Hackers used LinkedIn's official API to leak tons of data... again

LinkedIn is leaking again. The least-cool social network known to mankind suffered a massive data breach this week, affecting some 700 million users — more than 90 percent of the network’s overall user base. The entire collection of data is up for sale on the dark web, including phone numbers, physical addresses, geolocation data, and even inferred salaries. Cool stuff.

A report from RestorePrivacy posits that the hacker in this instance used the official LinkedIn API to download the data, which has now been posted on various dark web forums for sale. A very similar method was used to collect data from more than 500 million accounts back in April.

The report claims the LinkedIn data is legit; the hacker posted a sample of the data for reference, with about a million LinkedIn users’ information included. RestorePrivacy found the data to be authentic, tied to real users, and up-to-date. Which means any and all of that data could be used to carry out a number of unsavory attacks, ranging from coordinated phishing scams to all-out identity theft.

This is by far the largest LinkedIn hack ever, if all 700 million records are real. It’s nothing short of damning for LinkedIn — especially given that it’s the same method used months ago in another hack.

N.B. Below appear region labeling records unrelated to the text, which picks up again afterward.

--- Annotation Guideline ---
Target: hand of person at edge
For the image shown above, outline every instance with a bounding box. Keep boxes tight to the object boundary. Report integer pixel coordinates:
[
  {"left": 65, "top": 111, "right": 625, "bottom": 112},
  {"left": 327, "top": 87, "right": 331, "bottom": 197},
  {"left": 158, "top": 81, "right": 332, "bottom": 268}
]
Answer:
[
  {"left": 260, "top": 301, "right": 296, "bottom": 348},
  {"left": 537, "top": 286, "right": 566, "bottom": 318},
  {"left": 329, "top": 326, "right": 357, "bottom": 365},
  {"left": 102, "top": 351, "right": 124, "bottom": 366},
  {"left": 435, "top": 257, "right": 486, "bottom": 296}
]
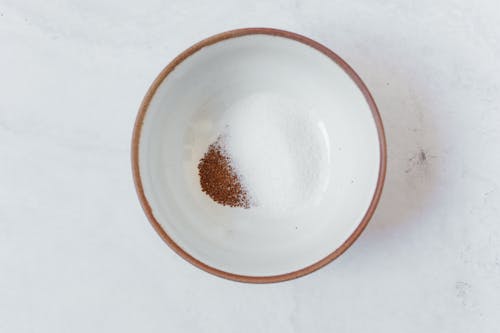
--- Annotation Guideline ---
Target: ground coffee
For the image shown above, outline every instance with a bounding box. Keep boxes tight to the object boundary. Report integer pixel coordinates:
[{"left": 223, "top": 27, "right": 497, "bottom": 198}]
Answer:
[{"left": 198, "top": 137, "right": 250, "bottom": 208}]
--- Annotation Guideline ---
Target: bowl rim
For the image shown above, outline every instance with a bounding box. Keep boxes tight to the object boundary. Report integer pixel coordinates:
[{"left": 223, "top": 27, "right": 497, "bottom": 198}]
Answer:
[{"left": 131, "top": 28, "right": 387, "bottom": 283}]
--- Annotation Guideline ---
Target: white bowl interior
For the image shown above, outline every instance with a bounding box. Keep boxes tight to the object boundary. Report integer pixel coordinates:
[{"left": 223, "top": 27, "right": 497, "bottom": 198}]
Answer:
[{"left": 139, "top": 34, "right": 380, "bottom": 276}]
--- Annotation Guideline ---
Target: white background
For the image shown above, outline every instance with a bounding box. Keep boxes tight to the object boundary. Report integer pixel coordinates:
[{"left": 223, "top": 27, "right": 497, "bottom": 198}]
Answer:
[{"left": 0, "top": 0, "right": 500, "bottom": 333}]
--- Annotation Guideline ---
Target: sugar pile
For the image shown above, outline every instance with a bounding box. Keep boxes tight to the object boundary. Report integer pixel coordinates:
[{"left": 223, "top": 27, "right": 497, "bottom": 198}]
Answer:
[{"left": 222, "top": 93, "right": 329, "bottom": 214}]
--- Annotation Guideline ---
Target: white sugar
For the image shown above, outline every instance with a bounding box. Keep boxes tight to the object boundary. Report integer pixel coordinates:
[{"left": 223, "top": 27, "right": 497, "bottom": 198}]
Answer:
[{"left": 223, "top": 93, "right": 329, "bottom": 215}]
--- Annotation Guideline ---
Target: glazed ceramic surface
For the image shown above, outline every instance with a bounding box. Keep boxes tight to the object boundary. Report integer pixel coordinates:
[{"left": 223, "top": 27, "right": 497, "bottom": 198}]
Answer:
[{"left": 133, "top": 30, "right": 385, "bottom": 281}]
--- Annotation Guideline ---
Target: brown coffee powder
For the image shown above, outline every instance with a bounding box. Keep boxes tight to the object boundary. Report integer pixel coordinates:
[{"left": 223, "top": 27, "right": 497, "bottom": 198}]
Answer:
[{"left": 198, "top": 137, "right": 250, "bottom": 208}]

An official backdoor — Hacks are essentially unavoidable in 2021. The internet is progressing at such a rapid pace that even the most high-profile internet infrastructure can be swiftly compromised, with the right tools in-hand.

But not all hacking is created equally. This LinkedIn hack should have been particularly avoidable, given that it is LinkedIn’s own API that allowed this breach to happen. There’s a special place in internet hell for companies that fail to protect users from the failures of their own technology.

Time to step up — The April LinkedIn data leak could be (somewhat) excused; perhaps the company did not fully understand the problems with its API that led to the initial attack. At the time, LinkedIn released a short statement:

Any misuse of our members’ data, such as scraping, violates LinkedIn terms of service. When anyone tries to take member data and use it for purposes LinkedIn and our members haven’t agreed to, we work to stop them and hold them accountable.

In typical corporate fashion, this angle pushes the responsibility off of LinkedIn and onto the attacker(s). LinkedIn did not want to hold itself at all culpable for the data scraped from its site. Now it’s happened again, with more personal data, because LinkedIn failed to improve its API’s security after the first attack.

We can only hope LinkedIn takes this new attack more seriously than it did the April leak. We’ve reached out to LinkedIn for comment and will update our story accordingly.